Deadly Vows is an absolute gift to fans of the Cahill series. There is all the nail biting “Francesca what are you thinking” action of the other eight books. Francesca continues to have more perils than the famous Pauline and Rick is still trailing behind her with his woeful face on. Calder seems to have had enough of it all, which makes sense. Calder’s had about enough of everything. Thankfully, by the end of Deadly Vows the will she or won’t she, does she or doesn’t she is resolved (for now?) as well as the questions of Bertolla’s pregnancy. If The Deadly Series ends here, it won’t be the cliffhanger it once was. That said, there is no reason for Francesca to stop sleuthing. The series could as easily begin here as end, a reader could start with Deadly Vows and move forward, much as you can with one of Nora Roberts In Death books.
The Deadly Series is long on soaptastic action Everyone is embroiled in some secret, heartrending angst, except Francesca’s parents. (I have to tell you, I expect one of them to come out with some drama soon.) Deadly Vows finds them doing little but fretting as Francesca tries to find a stolen painting, eludes a madman (or three), children are kidnapped, and plots are revealed. Even Francesca’s brother chooses between the Irish seamstress he might love and the pregnant mistress he certainly doesn’t. Being late to leave the city for the summer house hardly compares. (Since Deadly Vows closes as most of the characters head for the beach, I can’t wait to join them there in the next installment.)
My complaint, and I must always have one, is the relationship between Calder and Rick. As the series goes on it makes even less sense to me. Calder is the wealthy half brother to the crusading older Rick Bragg. Calder has mommy issues like woah. Seems Mommy always liked Rick best (even though she was really telling young Rick to look after his baby brother what with her dying and all) and his half brother’s father came to rescue them while Calder’s father wanted no contact at all. Rick sees Calder as a self important selfish tool incapable of true emotion, which I can understand. Calder has money, he has tantrums, and he has issues with Rick while Rick has been charged with caring for the cranky little snot. Calder, on the other hand, sees Rick as a self important windbag using his good works as a cover for his lack of character. I get both of those views. Where it starts to fall apart for me is the brothers are both close to Rick’s father and Rick’s other half brothers. Calder feels unloved and unloveable, which he seems to blame on Rick. Wouldn’t he feel more of a bond with Rick, who shared their mother’s struggle and death, than his protected and pampered youngest brothers? There has to be more to the Calder / Rick drama than Calder being in a snit over Rick’s dad wanting him. This needs a bit more oomph or a working out of issues to satisfy.

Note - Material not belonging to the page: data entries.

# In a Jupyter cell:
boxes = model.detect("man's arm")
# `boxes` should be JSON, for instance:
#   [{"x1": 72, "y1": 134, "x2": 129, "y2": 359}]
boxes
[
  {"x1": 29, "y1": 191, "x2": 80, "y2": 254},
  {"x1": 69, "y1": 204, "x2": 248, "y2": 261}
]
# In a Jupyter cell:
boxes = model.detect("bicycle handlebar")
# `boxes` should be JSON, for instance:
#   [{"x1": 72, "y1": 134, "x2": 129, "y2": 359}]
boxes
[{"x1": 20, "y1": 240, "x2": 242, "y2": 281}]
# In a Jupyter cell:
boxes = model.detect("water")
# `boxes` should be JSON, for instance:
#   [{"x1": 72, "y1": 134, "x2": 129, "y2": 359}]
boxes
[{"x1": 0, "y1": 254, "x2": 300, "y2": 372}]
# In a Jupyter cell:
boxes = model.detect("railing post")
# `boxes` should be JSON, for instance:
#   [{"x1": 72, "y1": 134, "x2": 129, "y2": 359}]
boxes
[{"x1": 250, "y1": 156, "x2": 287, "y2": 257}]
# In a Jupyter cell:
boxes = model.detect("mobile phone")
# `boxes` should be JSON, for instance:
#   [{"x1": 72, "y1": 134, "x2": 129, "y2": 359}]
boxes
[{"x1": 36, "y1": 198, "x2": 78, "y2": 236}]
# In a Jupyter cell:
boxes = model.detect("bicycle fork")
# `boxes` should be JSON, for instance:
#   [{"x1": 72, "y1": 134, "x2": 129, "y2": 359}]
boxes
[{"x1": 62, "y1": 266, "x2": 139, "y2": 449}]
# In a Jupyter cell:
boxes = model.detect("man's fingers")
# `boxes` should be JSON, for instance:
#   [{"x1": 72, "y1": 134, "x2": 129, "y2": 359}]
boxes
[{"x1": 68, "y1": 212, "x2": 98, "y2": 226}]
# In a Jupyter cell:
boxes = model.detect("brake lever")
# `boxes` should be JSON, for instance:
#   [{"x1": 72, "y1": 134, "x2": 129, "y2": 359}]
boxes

I may sound like I’m Team Rick. You’d be wrong, I can easily list what my problems are with both of them but it will have to wait. I can’t detail my frustration with Francesca, her men, and their serious problems with adult life, until the next one. The Deadly Series joys lie in being spoiler free as it all unravels and then ranting about how ridiculous this or that person was during the book. It’s the very definition of guilty pleasure, but no guilt is required. I’m ready to give all three characters a serious time out, but I’ll be back for the next book as soon as I can get my hands on it!